La mondialisation n'existe pas.

Cela fait longtemps, en fait depuis l'apparition dans le langage courant de ce terme, que je pense que "mondialisation" ne veut pas dire grand-chose, que "capitalisme" est suffisant. Et commençant enfin à lire Marx via l'anthologie de K. Papaioannou, je tombe sur ces lignes, écrites en 1858 :

"La tendance à créer le marché mondial existe donc immédiatement dans la notion de capital. Toute limite lui apparaît comme un obstacle à surmonter. Il commencera par soumettre chaque élément de la production à l'échange et par abolir la production de valeurs d'usage immédiate n'entrant pas dans l'échange : il substitue donc la production capitaliste aux modes de production antérieurs qui, sous son angle de vue, ont un caractère naturel [bassement spontané]. Le commerce cesse d'être une fonction permettant d'échanger l'excédent entre les producteurs autonomes : il devient une présupposition et un élément fondamental embrassant toute la production." (Grundrisse, in Marx et les marxistes, Gallimard, "Tel", p.156).

S'il ne s'agissait que d''une querelle de mots, il suffirait de rendre hommage sur ce point à la clairvoyance de Marx.
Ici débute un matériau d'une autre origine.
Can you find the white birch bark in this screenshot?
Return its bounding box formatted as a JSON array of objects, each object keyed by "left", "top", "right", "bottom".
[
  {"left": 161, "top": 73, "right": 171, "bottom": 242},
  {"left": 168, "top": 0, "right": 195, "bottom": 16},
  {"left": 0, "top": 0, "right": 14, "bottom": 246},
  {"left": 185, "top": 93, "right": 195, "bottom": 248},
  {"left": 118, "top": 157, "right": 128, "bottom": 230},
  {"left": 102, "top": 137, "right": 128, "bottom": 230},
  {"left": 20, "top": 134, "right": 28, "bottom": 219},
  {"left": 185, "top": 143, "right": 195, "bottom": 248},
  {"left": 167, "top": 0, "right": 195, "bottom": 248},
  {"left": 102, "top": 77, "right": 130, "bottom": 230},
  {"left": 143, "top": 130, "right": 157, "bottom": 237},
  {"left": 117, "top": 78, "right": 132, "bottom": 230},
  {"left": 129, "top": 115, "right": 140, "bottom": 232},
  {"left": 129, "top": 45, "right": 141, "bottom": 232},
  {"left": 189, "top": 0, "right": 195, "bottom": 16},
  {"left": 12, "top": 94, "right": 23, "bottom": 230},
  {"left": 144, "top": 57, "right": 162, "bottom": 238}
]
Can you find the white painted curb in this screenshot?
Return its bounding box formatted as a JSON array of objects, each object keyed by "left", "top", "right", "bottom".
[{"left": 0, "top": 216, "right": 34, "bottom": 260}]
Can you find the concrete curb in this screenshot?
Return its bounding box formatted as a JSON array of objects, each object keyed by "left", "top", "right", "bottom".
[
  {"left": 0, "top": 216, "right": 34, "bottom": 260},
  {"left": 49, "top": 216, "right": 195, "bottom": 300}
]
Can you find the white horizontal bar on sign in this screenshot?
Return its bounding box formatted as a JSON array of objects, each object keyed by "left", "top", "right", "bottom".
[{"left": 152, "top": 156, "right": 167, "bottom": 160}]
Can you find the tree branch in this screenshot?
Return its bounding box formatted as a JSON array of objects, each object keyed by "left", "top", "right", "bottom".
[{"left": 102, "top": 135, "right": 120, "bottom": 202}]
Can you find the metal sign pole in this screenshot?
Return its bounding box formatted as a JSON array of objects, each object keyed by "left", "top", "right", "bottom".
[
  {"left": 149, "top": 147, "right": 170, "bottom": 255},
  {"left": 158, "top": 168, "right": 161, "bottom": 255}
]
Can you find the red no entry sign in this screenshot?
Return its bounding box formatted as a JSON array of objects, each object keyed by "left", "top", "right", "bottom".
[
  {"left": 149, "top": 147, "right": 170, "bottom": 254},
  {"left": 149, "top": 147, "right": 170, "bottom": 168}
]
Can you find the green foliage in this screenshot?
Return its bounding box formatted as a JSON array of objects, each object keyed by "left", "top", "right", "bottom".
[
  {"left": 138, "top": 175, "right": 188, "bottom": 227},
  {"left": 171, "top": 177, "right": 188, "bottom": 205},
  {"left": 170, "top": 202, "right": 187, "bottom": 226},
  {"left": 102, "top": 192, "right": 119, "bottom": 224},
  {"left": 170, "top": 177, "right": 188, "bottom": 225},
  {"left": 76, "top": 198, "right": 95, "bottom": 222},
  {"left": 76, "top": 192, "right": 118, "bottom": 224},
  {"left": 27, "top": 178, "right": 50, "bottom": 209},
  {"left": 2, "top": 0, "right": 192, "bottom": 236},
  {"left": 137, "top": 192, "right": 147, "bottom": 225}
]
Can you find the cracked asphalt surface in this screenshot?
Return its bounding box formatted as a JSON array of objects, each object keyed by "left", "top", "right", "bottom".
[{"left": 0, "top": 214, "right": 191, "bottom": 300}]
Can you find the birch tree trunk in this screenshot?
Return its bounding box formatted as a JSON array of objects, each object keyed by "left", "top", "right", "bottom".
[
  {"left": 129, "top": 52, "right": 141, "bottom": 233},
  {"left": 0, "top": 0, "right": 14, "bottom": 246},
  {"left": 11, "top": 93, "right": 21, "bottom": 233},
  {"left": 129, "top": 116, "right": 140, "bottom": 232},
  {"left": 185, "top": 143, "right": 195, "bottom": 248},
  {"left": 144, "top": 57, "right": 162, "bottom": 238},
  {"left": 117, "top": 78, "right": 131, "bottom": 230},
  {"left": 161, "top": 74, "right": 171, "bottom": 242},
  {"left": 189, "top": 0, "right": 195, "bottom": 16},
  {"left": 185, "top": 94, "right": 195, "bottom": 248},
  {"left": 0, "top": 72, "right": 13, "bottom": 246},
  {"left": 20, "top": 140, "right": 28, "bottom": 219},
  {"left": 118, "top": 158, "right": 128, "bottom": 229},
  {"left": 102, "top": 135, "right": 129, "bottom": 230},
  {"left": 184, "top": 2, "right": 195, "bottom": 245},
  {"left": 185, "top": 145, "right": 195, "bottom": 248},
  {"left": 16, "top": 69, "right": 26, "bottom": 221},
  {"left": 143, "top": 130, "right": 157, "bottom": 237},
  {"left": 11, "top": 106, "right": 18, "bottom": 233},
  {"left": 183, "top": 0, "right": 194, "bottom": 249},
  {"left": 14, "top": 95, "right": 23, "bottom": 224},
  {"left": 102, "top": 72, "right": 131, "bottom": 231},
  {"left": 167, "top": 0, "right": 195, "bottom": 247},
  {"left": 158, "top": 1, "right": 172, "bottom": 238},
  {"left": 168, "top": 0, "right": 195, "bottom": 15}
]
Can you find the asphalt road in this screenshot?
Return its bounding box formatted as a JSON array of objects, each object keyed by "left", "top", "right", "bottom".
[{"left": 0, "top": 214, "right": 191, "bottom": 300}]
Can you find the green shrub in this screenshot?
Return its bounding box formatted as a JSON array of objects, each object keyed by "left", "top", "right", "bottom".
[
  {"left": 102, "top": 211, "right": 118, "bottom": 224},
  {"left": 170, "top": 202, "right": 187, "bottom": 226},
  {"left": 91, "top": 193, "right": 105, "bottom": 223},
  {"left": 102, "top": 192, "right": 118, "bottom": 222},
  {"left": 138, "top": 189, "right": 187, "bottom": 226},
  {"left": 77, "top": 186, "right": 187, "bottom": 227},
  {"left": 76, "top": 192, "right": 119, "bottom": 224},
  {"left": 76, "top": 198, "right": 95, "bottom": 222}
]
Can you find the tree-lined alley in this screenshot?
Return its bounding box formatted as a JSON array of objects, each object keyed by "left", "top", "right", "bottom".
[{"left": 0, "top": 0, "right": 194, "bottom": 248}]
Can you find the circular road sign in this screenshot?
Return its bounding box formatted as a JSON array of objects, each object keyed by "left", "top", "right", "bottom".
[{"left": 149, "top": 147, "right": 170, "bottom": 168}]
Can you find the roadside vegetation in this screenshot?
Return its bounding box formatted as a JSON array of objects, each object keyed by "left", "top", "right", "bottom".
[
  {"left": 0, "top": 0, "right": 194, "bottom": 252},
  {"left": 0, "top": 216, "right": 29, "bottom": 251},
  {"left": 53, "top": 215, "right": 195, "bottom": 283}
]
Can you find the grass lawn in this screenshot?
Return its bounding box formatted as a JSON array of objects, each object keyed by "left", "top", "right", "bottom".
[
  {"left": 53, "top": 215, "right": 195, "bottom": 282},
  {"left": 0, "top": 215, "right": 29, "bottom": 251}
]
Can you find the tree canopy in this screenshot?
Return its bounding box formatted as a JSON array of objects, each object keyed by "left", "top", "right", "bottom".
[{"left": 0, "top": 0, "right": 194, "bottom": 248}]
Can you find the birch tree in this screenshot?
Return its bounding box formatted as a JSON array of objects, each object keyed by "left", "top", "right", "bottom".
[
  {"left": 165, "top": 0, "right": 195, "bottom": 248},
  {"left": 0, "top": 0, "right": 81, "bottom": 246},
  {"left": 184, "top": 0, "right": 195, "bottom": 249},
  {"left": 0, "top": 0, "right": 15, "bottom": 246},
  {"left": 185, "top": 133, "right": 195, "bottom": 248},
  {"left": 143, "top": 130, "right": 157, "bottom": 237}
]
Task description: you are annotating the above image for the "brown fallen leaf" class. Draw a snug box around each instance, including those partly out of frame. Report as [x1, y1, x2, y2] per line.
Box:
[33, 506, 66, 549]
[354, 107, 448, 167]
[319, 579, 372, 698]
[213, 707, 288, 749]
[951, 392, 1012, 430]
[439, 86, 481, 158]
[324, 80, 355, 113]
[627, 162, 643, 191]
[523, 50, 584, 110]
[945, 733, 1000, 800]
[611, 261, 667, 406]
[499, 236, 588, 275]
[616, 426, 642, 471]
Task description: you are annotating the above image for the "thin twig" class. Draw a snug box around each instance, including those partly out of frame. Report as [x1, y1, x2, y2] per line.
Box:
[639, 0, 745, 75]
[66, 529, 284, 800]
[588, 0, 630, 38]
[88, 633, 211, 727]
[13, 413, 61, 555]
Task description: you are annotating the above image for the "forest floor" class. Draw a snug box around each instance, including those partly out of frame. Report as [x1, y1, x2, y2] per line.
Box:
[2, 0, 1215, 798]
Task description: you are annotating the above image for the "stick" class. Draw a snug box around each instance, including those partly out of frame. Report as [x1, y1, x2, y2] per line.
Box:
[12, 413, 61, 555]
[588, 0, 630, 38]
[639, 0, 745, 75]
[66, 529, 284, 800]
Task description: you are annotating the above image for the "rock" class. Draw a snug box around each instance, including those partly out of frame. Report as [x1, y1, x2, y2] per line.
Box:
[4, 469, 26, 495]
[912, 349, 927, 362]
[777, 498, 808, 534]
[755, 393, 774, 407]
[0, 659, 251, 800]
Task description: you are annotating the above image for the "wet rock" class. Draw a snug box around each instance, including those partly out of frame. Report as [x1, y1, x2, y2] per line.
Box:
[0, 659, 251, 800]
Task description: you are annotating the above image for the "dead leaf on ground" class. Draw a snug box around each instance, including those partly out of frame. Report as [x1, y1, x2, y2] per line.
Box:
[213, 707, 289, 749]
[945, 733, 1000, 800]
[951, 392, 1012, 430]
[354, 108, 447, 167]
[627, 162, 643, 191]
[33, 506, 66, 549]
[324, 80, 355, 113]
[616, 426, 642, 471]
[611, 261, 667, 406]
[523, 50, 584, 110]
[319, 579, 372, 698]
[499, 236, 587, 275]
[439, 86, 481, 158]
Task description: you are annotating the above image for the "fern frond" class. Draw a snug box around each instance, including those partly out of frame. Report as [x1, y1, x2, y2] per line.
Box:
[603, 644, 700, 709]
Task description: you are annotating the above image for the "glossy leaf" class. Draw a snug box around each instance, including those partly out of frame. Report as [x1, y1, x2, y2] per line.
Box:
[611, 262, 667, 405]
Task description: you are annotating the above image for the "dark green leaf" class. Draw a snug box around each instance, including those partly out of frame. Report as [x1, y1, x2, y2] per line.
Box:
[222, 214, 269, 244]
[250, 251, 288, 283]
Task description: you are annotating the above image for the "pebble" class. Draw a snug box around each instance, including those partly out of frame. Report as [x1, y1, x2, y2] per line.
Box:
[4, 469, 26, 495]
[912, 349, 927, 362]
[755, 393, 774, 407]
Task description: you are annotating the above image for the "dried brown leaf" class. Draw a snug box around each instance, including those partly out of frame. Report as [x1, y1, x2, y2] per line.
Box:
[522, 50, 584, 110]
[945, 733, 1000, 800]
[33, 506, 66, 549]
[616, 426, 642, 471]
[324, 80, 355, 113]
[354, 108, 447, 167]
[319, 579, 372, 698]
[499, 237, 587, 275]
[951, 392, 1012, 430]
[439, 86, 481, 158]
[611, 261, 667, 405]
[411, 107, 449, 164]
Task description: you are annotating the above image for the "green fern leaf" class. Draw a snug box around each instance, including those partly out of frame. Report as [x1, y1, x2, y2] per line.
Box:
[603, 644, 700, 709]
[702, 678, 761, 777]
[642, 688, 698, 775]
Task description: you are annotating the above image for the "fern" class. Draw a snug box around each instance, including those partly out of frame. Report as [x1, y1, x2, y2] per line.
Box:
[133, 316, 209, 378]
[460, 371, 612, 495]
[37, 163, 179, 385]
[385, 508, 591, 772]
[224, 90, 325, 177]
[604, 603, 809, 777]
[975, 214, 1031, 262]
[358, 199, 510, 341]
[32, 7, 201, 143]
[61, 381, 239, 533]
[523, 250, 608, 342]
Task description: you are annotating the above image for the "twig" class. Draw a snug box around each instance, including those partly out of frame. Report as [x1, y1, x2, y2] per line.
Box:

Mais cela signifie que la "mondialisation" n'est pas une déviation, une exagération regrettable du capitalisme : elle n'est que le nom de la progression du capitalisme dans l'espace comme dans les consciences et les comportements. Ce n'est donc pas quelque chose que l'on corrige, mais quelque chose que l'on doit changer. Le pouvoir, et pour quoi faire, sont d'autres histoires - auxquelles nous assisterons sans doute, tôt ou tard.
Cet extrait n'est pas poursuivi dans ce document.